Текст научной работы на тему «Персональный миф о флорентийском художнике Леонардо да Винчи в русской литературе XIX-XX вв»

ПЕРСОНАЛЬНЫЙ МИФ О ФЛОРЕНТИЙСКОМ ХУДОЖНИКЕ ЛЕОНАРДО ДА ВИНЧИ В РУССКОЙ ЛИТЕРАТУРЕ Х1Х-ХХ вв.

М.П. Гребнева

Мотив портрета определяет характер персонального мифа о Леонардо да Винчи в русской литературе Х1Х-ХХ вв. Мона Лиза, реальная женщина и возлюбленная живописца, силою искусства превратилась в один из бессмертных символов Флоренции. Мотив портрета позволяет также продемонстрировать связь названного персонального мифа с важнейшими составляющими универсального флорентийского мифа - мотивами прошлого, сада и цветка.

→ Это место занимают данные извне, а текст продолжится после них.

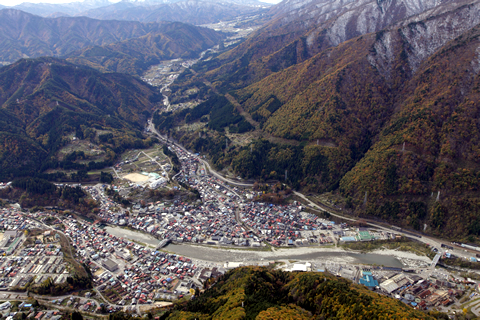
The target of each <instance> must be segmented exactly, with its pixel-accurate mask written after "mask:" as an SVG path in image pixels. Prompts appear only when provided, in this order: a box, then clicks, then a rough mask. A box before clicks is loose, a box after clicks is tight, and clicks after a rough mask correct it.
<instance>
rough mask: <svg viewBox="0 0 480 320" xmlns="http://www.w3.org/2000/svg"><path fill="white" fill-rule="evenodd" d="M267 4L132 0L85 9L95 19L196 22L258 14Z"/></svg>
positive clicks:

Ключевые слова: портрет, мадонна, глаза, жизнь, вечность.

Зарождение мифа о создателе Джоконды, о Леонардо да Винчи, относится к XIX в., к творчеству Н.В. Гоголя, в частности, к его повести «Портрет». Именно Гоголь охарактеризовал такие важнейшие качества своего портрета, навеянного «Джокондой», как его незаконченность, необыкновенная живость и совершенство. Эти же качества творения Леонардо будут привлекать внимание Д.С. Мережковского, И. Анненского, сестер Цветаевых и других авторов XX в. Еще одно важнейшее свойство, отличающее самое известное творение Леонардо, - это таинственность. «Джоконда» - одно из самых загадочных произведений мирового искусства. Тайна, загадка - это как раз то, что необычайно созвучно представлениям о романтизме во всех его проявлениях. Леонардо, на наш взгляд, счастливо совмещает то, что отличало произведения Анджелико и Боттичелли. Если Фра Беато изобразил страдания, если Боттичелли передал радость, то Леонардо - и радость, и страдания. Ему удалось соединить несоединимое - радость и страдание - и породить особый эффект, особое восприятие его прославленной картины. Э. Шюре писал о том, что взаимоотношения Леонардо и Моны Лизы, а именно они «изображены» на прославленном полотне, были особыми: «Это был не страстный роман в обыденном смысле этого слова, но скорее духовная драма, некий спор и битва между двумя великими душами, которые пытались проникнуть друг в друга и не победить, а быть покоренными» [1].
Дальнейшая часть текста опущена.